Settling Into A Village Routine (21 March 1975)
Galley Hill Women’s Institute have celebrated their first anniversary. Nothing much in that, some might say. But wait a minute.
Commonly a WI is a village institution, but Galley Hill is a new city housing estate. And commonly a village is a place where most people have known most other people all their lives, but a new housing estate is a place where most people have known most other people only a very short time indeed. The Galley Hill WI, therefore, is remarkable both in conception and execution.
It apparently proceeds on the usual unostentatious WI lines, including guest speakers, monthly competitions with a cup for the year’s over-all winner, and all that sort of thing. Yet its success is highly significant. It indicates a settling-in and also a speedy adaptation to a village-type neighbourliness.
So, good luck to you, Galley Hill, and may you enjoy many more sausage and mash anniversary suppers as you go ahead with your home-making tips and other efforts towards building Jerusalem in Milton Keynes.
Probably the oldest WI hereabouts – though I cannot speak for the whole area – is that at Water Eaton, which, according to my reckoning is 50 years old this year. How it was formed may be worth telling.

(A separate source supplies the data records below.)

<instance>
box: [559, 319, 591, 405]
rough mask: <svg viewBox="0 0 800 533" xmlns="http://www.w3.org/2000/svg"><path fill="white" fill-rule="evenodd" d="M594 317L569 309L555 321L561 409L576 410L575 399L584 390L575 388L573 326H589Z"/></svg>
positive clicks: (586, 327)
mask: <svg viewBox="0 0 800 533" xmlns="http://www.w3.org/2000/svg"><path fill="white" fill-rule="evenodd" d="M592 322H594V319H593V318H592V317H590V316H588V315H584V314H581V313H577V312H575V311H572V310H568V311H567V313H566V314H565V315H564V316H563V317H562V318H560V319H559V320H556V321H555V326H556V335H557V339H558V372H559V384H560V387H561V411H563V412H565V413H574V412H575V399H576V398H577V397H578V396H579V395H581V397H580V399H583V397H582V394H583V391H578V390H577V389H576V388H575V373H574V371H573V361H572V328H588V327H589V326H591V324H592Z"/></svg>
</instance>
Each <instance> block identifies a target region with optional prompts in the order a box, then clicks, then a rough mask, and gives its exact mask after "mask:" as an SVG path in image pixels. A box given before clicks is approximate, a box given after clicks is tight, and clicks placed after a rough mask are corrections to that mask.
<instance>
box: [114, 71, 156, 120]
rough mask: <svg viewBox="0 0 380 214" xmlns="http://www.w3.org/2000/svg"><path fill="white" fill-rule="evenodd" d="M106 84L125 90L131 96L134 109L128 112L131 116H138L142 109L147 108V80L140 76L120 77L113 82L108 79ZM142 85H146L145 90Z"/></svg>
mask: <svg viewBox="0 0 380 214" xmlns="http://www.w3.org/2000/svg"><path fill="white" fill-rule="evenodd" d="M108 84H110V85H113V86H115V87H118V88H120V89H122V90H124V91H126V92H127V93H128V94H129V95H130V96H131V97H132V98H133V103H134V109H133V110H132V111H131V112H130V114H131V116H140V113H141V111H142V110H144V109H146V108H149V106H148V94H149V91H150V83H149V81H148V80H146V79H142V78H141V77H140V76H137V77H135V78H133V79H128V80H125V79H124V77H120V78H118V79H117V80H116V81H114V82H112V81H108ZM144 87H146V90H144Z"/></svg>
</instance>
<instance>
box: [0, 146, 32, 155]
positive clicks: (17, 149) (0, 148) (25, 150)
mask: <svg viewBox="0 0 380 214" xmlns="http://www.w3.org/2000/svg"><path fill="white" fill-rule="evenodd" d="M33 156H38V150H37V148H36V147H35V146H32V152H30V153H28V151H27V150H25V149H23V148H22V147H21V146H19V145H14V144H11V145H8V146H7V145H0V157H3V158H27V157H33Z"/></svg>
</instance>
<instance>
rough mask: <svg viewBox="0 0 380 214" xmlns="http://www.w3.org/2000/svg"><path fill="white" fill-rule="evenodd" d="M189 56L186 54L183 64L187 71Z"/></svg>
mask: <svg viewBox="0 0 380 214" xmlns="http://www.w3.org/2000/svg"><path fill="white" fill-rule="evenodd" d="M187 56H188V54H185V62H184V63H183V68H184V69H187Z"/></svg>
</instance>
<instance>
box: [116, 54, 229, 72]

For a start a preliminary meeting was organised by Mrs Laura Clifton, of Mill Road, whom many old Eatonians remember with affection. Twenty-five potential members – the minimum number required to form an institute – attended the meeting at the old George Inn, and were addressed by a Mrs Woodgate and a Mrs Disraeli from the Bucks executive. It was then agreed to start an institute.
The inaugural meeting, complete with the inevitable cup of tea, was held in the old disused Water Eaton School which stood on the site of the present Coronation Hall, and which Mr Hedley Clarke had offered to the WI rent-free for a year.
For the meeting pews were borrowed from the little Methodist chapel nearby. Crockery was also borrowed from there and the water was boiled in Mrs Clifton’s kitchen across the way.
Mrs Bennitt, wife of the then Rector of Bletchley, was elected president and Mrs Clifton secretary. Treasurer was Mrs W.H. Gurney, of Sycamore Farm, who remained an officer for the next 25 years.
At the beginning the only other non-political, non-sectarian association in the village was the cricket club. The WI membership fee of two shillings meant a real sacrifice on the part of some folk to join this second organisation as well.
For the first meeting the committee of ten stood in the small kitchenette attached to the school and one of their first resolutions was to purchase six dozen chairs and after that some crockery.
Money for this was raised by whist drives and socials. Among male helpers was Mr W.H. Gurney, who happily is still with us. The events were well supported by the villagers and within a few weeks members were sitting on their own WI chairs and drinking from their own WI cups, tea made in their own WI kettle and teapot.
The WI and the cricket club worked well together helping to run each other’s socials and dances. And when the Coronation Hall was built in 1937 it became the home of both. The cricket club did not survive the 1939-45 war, although it had achieved local fame in its time.
The WI did manage to survive, however. During the war, the hall was requisitioned by the military for billeting, and the WI made shift by limiting membership to 50 and moving to the Methodist chapel – back to the pews they had originally borrowed. Apart from that period the WI has held its meetings practically on the same spot all its time.
During the war many members became engulfed in Red Cross evacuation and other “home front” activities, but a little group kept the WI banner flying by knitting socks for village boys in the forces. The banner had been designed by Mrs Bennitt in the first year and did duty up to 1952. Today the WI is a village organisation matched in size only by the Evergreens old people’s club.
The WI movement is not of ancient origin. It started in Canada and it is only a few years since the national federation in this country celebrated its jubilee. Latterly there have been suggestions that WIs have had their day and even that they are becoming old women’s clubs. Certainly there is now much competition from other women’s organisations, but these are mainly devoted to particular interests.
Moreover, the WI movement, with its county and national resolutions, presents a weight of non-party opinion which no legislature can afford to ignore. As for the “old women” charge – I will leave it to Galley Hill to answer that!